Und die Content Marketer? Same, same … but different. Dass Content Marketing – wie bereits erwähnt – zuweilen als „Unternehmensjournalismus“ bezeichnet wird, kommt nicht von ungefähr. Und ich würde es nicht so negativ interpretieren, wie es oft gemeint ist, denn: Den Journalismus und das Content Marketing unterscheidet tatsächlich nicht viel und das ist nicht per se schlecht.

Team journalismus und content marketing

Content Marketer und Journalisten haben das gleiche handwerkliche Rüstzeug, setzen ähnliche Qualitätskriterien an und wollen Argumente mit hieb- und stichhaltigen Informationen stützen. Der entscheidende Unterschied? Die Perspektive! Genauso wie der Journalismus hat das Content Marketing eine rechtlich garantierte Kommunikationsfreiheit, arbeitet aber unter anderen ökonomischen Rahmenbedingungen: Leistungen werden vom Auftraggeber bezahlt. Während der Journalismus nach Nachrichtenwerten auswählt und möglichst allumfassend berichtet, kommuniziert das Content Marketing am Ende immer aus Kundenperspektive.

Die oben genannten Qualitätskriterien haben damit zwar eine etwas andere Gewichtung, aber dennoch eine nicht von der Hand zu weisende Relevanz: Aktualität beispielsweise muss ebenso in Artikeln des Content Marketing wie in journalistischen gegeben sein. Auch wenn diese nur latent vorhanden ist, da sie sich nicht am Tagesgeschehen orientiert. Im Journalismus ist die latente Aktualität schon ein akzeptiertes Konzept: im Fachjournalismus zum Beispiel. Denn dort richtet sich Aktualität nach behäbigeren Erscheinungsrhythmen und Fachaktualität. Wenn es seitdem keine neuere Studie gab, ist nun einmal die vier Jahre alte Untersuchung immer noch aktuell und zitierbar.

Die Relevanz richtet sich genauso wie bei journalistischen Medien nach den Bedürfnissen der Leser. Nun schafft Content Marketing allerdings Bedürfnisse im Sinne des Auftraggebers und offeriert gleichzeitig eine Idee für deren Befriedigung. Dieses Prinzip geht auf Edward Bernays zurück und orientiert sich an seinen damals wegweisenden Kampagnen in der ersten Hälfte des 20. Jahrhunderts. Seinerzeit wurde – maßgeblich durch Bernays beeinflusst – der Fokus von der Qualität und Funktionalität von Produkten hin zu einem mit ihnen assoziierten Gefühl verschoben.

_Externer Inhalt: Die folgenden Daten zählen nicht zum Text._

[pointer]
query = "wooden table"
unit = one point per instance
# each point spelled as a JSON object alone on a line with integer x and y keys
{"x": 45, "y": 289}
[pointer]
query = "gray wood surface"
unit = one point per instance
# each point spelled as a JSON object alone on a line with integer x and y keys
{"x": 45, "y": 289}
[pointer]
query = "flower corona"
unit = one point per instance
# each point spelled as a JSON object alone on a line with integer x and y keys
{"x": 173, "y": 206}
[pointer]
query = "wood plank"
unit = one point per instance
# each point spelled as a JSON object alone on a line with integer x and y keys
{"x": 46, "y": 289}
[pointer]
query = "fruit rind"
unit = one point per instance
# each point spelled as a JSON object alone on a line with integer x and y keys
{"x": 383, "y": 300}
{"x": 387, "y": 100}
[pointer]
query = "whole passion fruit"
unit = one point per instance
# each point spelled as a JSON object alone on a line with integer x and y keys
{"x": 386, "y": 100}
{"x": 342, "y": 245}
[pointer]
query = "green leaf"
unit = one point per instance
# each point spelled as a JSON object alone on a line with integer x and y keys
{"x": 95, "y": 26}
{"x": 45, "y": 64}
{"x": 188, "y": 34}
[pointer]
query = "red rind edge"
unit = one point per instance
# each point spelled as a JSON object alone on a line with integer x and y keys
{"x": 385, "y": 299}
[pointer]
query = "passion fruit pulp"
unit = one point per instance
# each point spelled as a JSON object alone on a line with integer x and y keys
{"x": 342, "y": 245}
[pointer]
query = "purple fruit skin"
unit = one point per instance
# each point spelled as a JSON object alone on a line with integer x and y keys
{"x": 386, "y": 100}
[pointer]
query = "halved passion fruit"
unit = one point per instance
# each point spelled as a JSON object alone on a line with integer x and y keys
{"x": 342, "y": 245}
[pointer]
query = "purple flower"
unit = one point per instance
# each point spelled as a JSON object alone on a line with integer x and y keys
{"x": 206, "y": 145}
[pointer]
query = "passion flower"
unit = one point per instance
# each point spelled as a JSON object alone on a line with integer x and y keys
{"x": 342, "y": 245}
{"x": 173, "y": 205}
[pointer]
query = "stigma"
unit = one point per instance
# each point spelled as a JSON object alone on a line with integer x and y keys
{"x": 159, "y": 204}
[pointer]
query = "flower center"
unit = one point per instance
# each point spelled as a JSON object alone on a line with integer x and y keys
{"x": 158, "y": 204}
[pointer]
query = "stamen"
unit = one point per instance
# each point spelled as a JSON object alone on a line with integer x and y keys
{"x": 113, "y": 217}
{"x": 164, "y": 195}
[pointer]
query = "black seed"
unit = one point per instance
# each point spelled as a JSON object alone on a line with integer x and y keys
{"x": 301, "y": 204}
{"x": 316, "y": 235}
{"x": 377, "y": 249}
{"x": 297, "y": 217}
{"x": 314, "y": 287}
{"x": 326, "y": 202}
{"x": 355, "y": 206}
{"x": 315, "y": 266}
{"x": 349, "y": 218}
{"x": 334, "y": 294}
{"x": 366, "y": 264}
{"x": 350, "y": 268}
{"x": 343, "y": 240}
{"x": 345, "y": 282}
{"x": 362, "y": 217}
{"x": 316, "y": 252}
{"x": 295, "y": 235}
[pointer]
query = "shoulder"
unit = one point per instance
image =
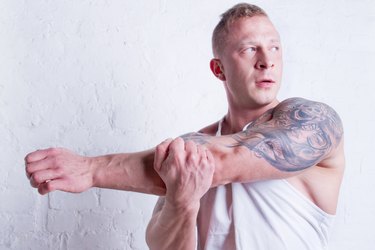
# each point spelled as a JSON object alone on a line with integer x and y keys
{"x": 210, "y": 129}
{"x": 309, "y": 115}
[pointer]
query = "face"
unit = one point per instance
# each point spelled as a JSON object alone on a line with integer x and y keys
{"x": 252, "y": 63}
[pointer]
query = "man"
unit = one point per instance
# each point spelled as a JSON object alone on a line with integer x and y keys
{"x": 274, "y": 169}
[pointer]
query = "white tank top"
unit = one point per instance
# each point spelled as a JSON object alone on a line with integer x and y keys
{"x": 263, "y": 215}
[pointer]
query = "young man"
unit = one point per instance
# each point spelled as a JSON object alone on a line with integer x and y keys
{"x": 274, "y": 169}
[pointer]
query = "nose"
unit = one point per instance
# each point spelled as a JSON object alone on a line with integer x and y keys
{"x": 264, "y": 61}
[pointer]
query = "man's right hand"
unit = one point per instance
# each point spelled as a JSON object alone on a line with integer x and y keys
{"x": 187, "y": 170}
{"x": 59, "y": 169}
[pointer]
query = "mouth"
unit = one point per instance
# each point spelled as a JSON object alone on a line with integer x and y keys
{"x": 265, "y": 83}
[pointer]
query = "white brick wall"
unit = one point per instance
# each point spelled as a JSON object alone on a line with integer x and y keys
{"x": 111, "y": 76}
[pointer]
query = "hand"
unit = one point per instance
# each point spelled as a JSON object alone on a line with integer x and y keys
{"x": 186, "y": 169}
{"x": 59, "y": 169}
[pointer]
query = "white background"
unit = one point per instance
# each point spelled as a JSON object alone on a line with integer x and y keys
{"x": 117, "y": 76}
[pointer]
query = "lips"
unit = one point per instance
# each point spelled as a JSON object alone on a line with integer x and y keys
{"x": 265, "y": 83}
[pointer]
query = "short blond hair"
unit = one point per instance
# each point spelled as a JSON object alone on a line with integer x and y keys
{"x": 221, "y": 30}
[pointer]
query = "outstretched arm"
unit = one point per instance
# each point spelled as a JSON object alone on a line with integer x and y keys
{"x": 293, "y": 136}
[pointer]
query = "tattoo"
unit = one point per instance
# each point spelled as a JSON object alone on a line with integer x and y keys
{"x": 299, "y": 134}
{"x": 293, "y": 136}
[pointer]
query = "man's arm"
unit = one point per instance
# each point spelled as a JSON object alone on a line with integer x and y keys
{"x": 60, "y": 169}
{"x": 293, "y": 136}
{"x": 187, "y": 172}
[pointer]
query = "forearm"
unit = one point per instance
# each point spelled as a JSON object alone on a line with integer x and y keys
{"x": 173, "y": 229}
{"x": 129, "y": 172}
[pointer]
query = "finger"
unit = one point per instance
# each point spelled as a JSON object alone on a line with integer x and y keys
{"x": 161, "y": 153}
{"x": 39, "y": 155}
{"x": 177, "y": 145}
{"x": 49, "y": 186}
{"x": 210, "y": 159}
{"x": 40, "y": 165}
{"x": 42, "y": 176}
{"x": 176, "y": 151}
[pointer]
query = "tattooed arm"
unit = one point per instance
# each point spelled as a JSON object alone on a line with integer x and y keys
{"x": 293, "y": 136}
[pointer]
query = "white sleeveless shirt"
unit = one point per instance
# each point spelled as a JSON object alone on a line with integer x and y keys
{"x": 263, "y": 215}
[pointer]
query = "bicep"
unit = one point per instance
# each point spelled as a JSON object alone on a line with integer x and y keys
{"x": 300, "y": 134}
{"x": 158, "y": 206}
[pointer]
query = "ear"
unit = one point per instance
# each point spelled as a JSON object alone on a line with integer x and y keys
{"x": 217, "y": 68}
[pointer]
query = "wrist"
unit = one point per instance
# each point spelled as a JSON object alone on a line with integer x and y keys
{"x": 191, "y": 207}
{"x": 97, "y": 166}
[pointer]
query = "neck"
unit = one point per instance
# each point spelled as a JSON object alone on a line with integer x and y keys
{"x": 236, "y": 119}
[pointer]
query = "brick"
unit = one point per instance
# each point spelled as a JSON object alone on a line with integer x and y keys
{"x": 96, "y": 220}
{"x": 62, "y": 221}
{"x": 67, "y": 201}
{"x": 17, "y": 201}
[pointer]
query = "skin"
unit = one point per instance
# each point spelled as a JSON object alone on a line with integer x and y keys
{"x": 297, "y": 139}
{"x": 187, "y": 171}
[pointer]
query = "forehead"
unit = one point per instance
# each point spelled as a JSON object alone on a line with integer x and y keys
{"x": 257, "y": 29}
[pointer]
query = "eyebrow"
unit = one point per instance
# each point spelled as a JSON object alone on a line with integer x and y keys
{"x": 273, "y": 40}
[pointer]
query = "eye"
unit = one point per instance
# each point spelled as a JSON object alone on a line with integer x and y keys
{"x": 249, "y": 50}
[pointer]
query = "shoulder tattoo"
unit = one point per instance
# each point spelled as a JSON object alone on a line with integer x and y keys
{"x": 299, "y": 134}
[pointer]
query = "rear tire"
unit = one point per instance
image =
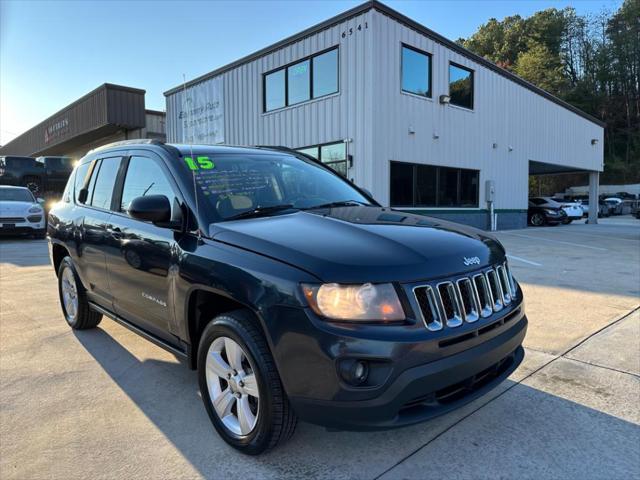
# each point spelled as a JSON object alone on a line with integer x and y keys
{"x": 73, "y": 298}
{"x": 272, "y": 418}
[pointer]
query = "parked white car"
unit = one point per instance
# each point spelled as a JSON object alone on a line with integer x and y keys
{"x": 615, "y": 205}
{"x": 572, "y": 209}
{"x": 20, "y": 212}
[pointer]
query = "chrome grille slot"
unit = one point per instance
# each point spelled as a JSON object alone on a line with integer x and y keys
{"x": 428, "y": 307}
{"x": 512, "y": 283}
{"x": 449, "y": 304}
{"x": 469, "y": 300}
{"x": 504, "y": 284}
{"x": 484, "y": 295}
{"x": 496, "y": 290}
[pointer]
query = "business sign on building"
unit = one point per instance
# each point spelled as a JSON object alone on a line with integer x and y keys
{"x": 196, "y": 115}
{"x": 55, "y": 130}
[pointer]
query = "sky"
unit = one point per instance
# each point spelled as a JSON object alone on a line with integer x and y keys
{"x": 53, "y": 52}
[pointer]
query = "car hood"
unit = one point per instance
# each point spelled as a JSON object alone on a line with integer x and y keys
{"x": 364, "y": 244}
{"x": 13, "y": 209}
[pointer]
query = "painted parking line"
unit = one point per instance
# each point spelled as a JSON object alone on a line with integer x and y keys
{"x": 606, "y": 237}
{"x": 555, "y": 241}
{"x": 524, "y": 260}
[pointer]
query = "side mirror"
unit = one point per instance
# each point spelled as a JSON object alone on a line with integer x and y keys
{"x": 152, "y": 208}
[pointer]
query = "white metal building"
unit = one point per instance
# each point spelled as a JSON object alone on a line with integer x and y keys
{"x": 411, "y": 116}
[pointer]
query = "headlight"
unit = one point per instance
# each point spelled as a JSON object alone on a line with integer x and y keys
{"x": 366, "y": 302}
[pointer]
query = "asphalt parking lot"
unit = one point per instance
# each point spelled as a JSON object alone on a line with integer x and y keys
{"x": 108, "y": 404}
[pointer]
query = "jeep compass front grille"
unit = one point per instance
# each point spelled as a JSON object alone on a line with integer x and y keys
{"x": 466, "y": 299}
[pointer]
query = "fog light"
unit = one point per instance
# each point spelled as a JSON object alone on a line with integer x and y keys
{"x": 354, "y": 372}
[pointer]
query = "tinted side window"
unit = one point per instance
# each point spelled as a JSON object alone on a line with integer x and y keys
{"x": 144, "y": 177}
{"x": 104, "y": 182}
{"x": 81, "y": 173}
{"x": 68, "y": 189}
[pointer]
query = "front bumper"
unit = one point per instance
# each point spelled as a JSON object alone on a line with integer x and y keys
{"x": 419, "y": 380}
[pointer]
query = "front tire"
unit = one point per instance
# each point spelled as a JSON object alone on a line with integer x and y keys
{"x": 73, "y": 298}
{"x": 240, "y": 386}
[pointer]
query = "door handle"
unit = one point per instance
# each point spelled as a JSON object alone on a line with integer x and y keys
{"x": 115, "y": 232}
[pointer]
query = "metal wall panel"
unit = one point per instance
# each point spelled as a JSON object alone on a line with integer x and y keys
{"x": 523, "y": 125}
{"x": 371, "y": 110}
{"x": 333, "y": 118}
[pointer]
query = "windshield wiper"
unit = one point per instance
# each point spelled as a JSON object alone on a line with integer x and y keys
{"x": 341, "y": 203}
{"x": 258, "y": 211}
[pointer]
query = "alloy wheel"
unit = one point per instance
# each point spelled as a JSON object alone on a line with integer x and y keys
{"x": 69, "y": 294}
{"x": 232, "y": 386}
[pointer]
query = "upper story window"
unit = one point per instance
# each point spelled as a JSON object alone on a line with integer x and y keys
{"x": 301, "y": 81}
{"x": 461, "y": 86}
{"x": 334, "y": 155}
{"x": 416, "y": 71}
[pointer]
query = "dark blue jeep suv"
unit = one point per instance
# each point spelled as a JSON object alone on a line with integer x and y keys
{"x": 291, "y": 291}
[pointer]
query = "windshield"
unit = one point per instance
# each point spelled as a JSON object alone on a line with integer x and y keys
{"x": 16, "y": 195}
{"x": 237, "y": 183}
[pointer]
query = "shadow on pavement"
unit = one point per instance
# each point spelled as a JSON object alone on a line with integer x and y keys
{"x": 23, "y": 251}
{"x": 523, "y": 433}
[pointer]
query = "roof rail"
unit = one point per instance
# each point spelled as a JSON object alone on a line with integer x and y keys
{"x": 282, "y": 148}
{"x": 145, "y": 141}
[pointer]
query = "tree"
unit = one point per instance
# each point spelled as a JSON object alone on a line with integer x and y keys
{"x": 542, "y": 68}
{"x": 592, "y": 62}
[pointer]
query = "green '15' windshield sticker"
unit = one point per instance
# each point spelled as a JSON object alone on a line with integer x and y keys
{"x": 200, "y": 163}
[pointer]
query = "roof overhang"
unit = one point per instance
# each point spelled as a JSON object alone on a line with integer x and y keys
{"x": 101, "y": 112}
{"x": 542, "y": 168}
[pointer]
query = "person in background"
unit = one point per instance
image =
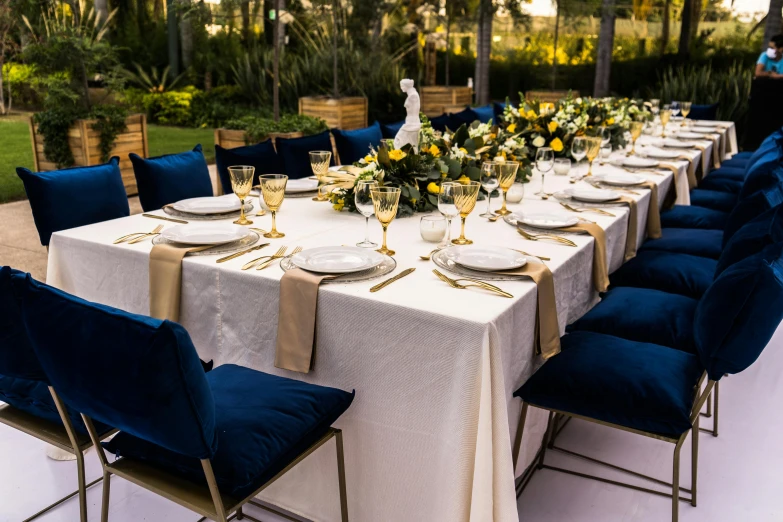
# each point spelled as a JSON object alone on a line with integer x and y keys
{"x": 770, "y": 63}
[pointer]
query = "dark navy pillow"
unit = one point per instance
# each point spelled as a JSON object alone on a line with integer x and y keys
{"x": 353, "y": 145}
{"x": 167, "y": 179}
{"x": 74, "y": 197}
{"x": 739, "y": 313}
{"x": 262, "y": 156}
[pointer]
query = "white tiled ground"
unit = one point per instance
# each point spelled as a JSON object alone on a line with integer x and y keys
{"x": 740, "y": 477}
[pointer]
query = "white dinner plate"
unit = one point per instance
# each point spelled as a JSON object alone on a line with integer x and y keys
{"x": 591, "y": 195}
{"x": 488, "y": 259}
{"x": 620, "y": 179}
{"x": 297, "y": 186}
{"x": 337, "y": 259}
{"x": 545, "y": 220}
{"x": 206, "y": 206}
{"x": 205, "y": 234}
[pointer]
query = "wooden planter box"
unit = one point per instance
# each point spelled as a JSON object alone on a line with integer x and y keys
{"x": 438, "y": 99}
{"x": 85, "y": 143}
{"x": 339, "y": 113}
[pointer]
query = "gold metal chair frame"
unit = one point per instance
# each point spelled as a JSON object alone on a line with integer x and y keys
{"x": 204, "y": 500}
{"x": 63, "y": 437}
{"x": 552, "y": 430}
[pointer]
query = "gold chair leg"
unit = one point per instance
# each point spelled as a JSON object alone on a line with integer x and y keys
{"x": 341, "y": 476}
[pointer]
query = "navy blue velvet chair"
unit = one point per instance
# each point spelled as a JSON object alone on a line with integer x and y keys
{"x": 24, "y": 388}
{"x": 166, "y": 179}
{"x": 74, "y": 197}
{"x": 352, "y": 145}
{"x": 654, "y": 390}
{"x": 294, "y": 153}
{"x": 262, "y": 156}
{"x": 210, "y": 442}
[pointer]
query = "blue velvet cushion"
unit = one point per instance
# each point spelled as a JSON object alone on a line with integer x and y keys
{"x": 355, "y": 144}
{"x": 136, "y": 373}
{"x": 637, "y": 385}
{"x": 170, "y": 178}
{"x": 74, "y": 197}
{"x": 671, "y": 272}
{"x": 263, "y": 423}
{"x": 716, "y": 200}
{"x": 704, "y": 112}
{"x": 390, "y": 130}
{"x": 753, "y": 237}
{"x": 262, "y": 156}
{"x": 740, "y": 312}
{"x": 685, "y": 216}
{"x": 693, "y": 241}
{"x": 295, "y": 153}
{"x": 644, "y": 315}
{"x": 752, "y": 206}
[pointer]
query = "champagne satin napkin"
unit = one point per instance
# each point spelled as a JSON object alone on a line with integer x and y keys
{"x": 547, "y": 335}
{"x": 600, "y": 265}
{"x": 295, "y": 349}
{"x": 166, "y": 279}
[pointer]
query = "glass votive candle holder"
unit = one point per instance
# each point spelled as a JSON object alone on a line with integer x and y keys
{"x": 433, "y": 228}
{"x": 562, "y": 166}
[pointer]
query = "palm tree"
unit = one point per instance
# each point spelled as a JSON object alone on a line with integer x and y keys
{"x": 603, "y": 63}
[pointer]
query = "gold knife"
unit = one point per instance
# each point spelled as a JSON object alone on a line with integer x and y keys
{"x": 241, "y": 253}
{"x": 386, "y": 283}
{"x": 180, "y": 221}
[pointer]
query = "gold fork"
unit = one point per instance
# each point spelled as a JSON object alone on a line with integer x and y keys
{"x": 454, "y": 283}
{"x": 273, "y": 258}
{"x": 539, "y": 237}
{"x": 250, "y": 264}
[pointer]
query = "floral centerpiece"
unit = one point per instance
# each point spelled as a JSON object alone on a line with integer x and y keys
{"x": 447, "y": 156}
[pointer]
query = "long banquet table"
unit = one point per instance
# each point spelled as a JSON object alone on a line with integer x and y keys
{"x": 429, "y": 434}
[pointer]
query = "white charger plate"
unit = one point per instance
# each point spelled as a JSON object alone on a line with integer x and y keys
{"x": 550, "y": 220}
{"x": 488, "y": 259}
{"x": 591, "y": 195}
{"x": 205, "y": 234}
{"x": 210, "y": 205}
{"x": 620, "y": 179}
{"x": 337, "y": 259}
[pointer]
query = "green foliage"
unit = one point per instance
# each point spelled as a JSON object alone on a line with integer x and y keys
{"x": 259, "y": 128}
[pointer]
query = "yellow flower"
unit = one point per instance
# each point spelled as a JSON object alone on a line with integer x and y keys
{"x": 396, "y": 154}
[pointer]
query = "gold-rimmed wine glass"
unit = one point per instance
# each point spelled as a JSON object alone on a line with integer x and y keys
{"x": 507, "y": 173}
{"x": 319, "y": 162}
{"x": 273, "y": 191}
{"x": 593, "y": 150}
{"x": 241, "y": 182}
{"x": 635, "y": 128}
{"x": 465, "y": 200}
{"x": 385, "y": 200}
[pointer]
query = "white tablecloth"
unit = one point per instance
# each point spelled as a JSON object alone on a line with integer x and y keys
{"x": 428, "y": 437}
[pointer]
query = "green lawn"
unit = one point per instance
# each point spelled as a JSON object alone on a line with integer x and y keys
{"x": 16, "y": 150}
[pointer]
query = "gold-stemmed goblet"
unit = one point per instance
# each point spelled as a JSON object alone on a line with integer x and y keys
{"x": 319, "y": 162}
{"x": 241, "y": 182}
{"x": 507, "y": 173}
{"x": 465, "y": 200}
{"x": 273, "y": 191}
{"x": 385, "y": 200}
{"x": 593, "y": 150}
{"x": 635, "y": 129}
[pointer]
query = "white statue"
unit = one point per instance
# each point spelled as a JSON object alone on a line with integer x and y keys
{"x": 409, "y": 132}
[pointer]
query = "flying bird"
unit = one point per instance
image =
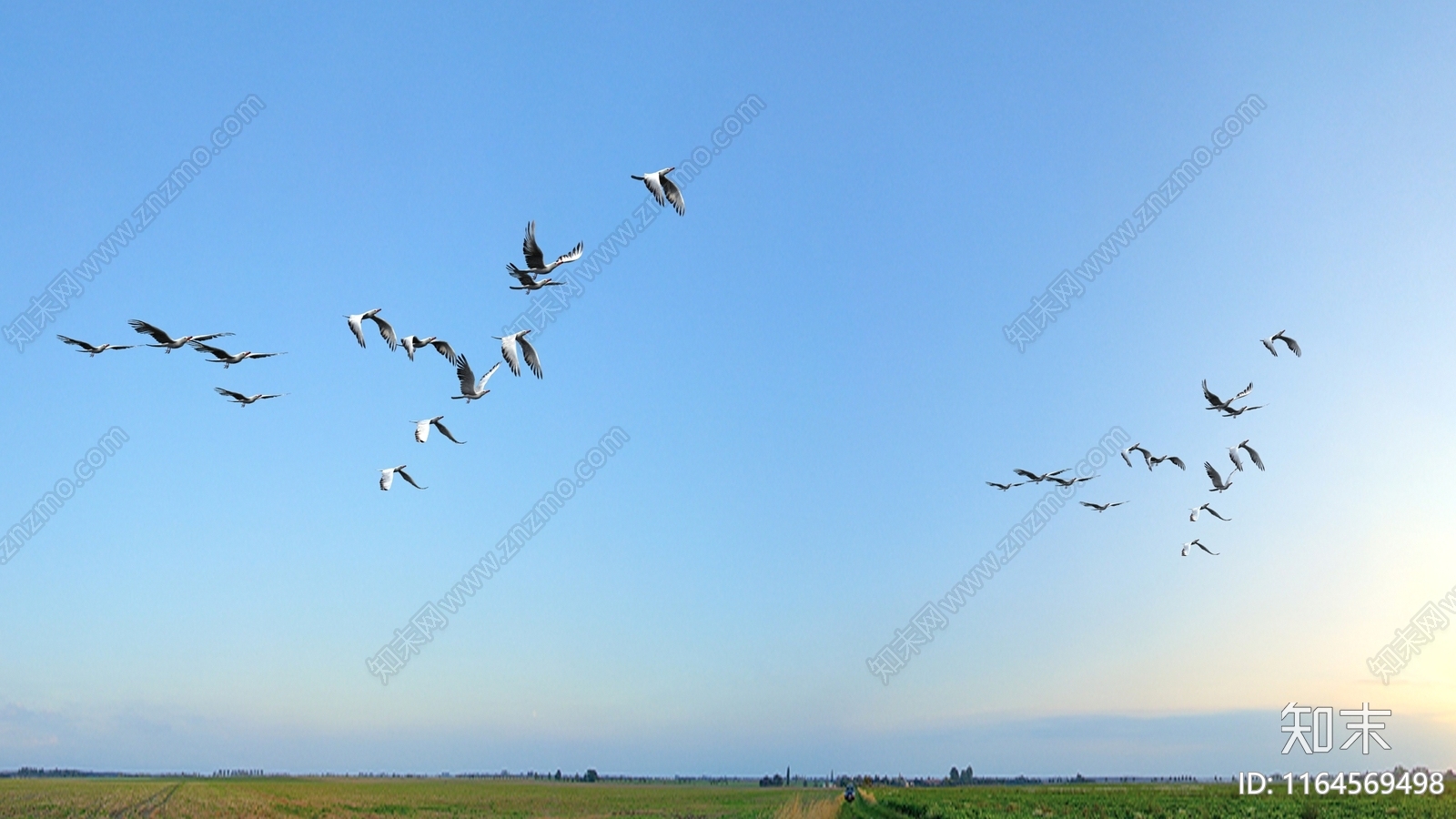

Man könnte meinen, dass sich hier die Wege von Journalismus und Content Marketing trennen. Aber, nein: Äpfel und Birnen sind ja immer noch Obst. Auch der Journalismus betreibt Bedürfniserzeugung und -befriedigung. Und das ist völlig legitim: Eine Qualitätszeitung lebt von ihrem Image und wählt unter anderem auf Basis ihrer Außenwahrnehmung Themenschwerpunkte und Interviewpartner aus. Um die erwartbaren Bedürfnisse ihrer Leser zu befriedigen und letztlich ihr Produkt zu verkaufen – denn neben den oben genannten Kriterien muss ein journalistisches Produkt eben auch ökonomische Kriterien erfüllen, um letztlich weiter existieren zu können.

Und die anderen Qualitätskriterien? Über die Objektivität haben wir schon gesprochen. Und zur Transparenz, Originalität und Komplexitätsreduktion wage ich einfach ohne große Herleitung festzustellen: Sie sind in einem Text des Content Marketing ebenso herstellbar und qualitätsfördernd wie in einem journalistischen. Warum auch nicht?

Fazit

Der Journalismus ist nicht umsonst durch- oder im besten Fall wachgerüttelt. Das Content Marketing fischt da in den Gewässern der Journaille und tut gut daran, den einen oder anderen Fisch einzusacken. Vielleicht führt das am Ende zu einem gesunden Wettstreit.

Apropos gesund. Zu guter Letzt muss ich, die ich eher so der Halbvoll-Typ bin, an alle Seiten appellieren: Lasst doch einfach mal die destruktiven Metaphern sein! Wenn das Content Marketing beispielsweise wirklich der „Sargnagel des Journalismus“ wäre, wie Prof. Dr. Lutz Frühbrodt in einem Meedia-Interview im Juni 2016 konstatiert hat, dann würde das doch bedeuten, dass der Journalismus schon tot ist. Denn keiner muss sich idealerweise lebendig begraben lassen.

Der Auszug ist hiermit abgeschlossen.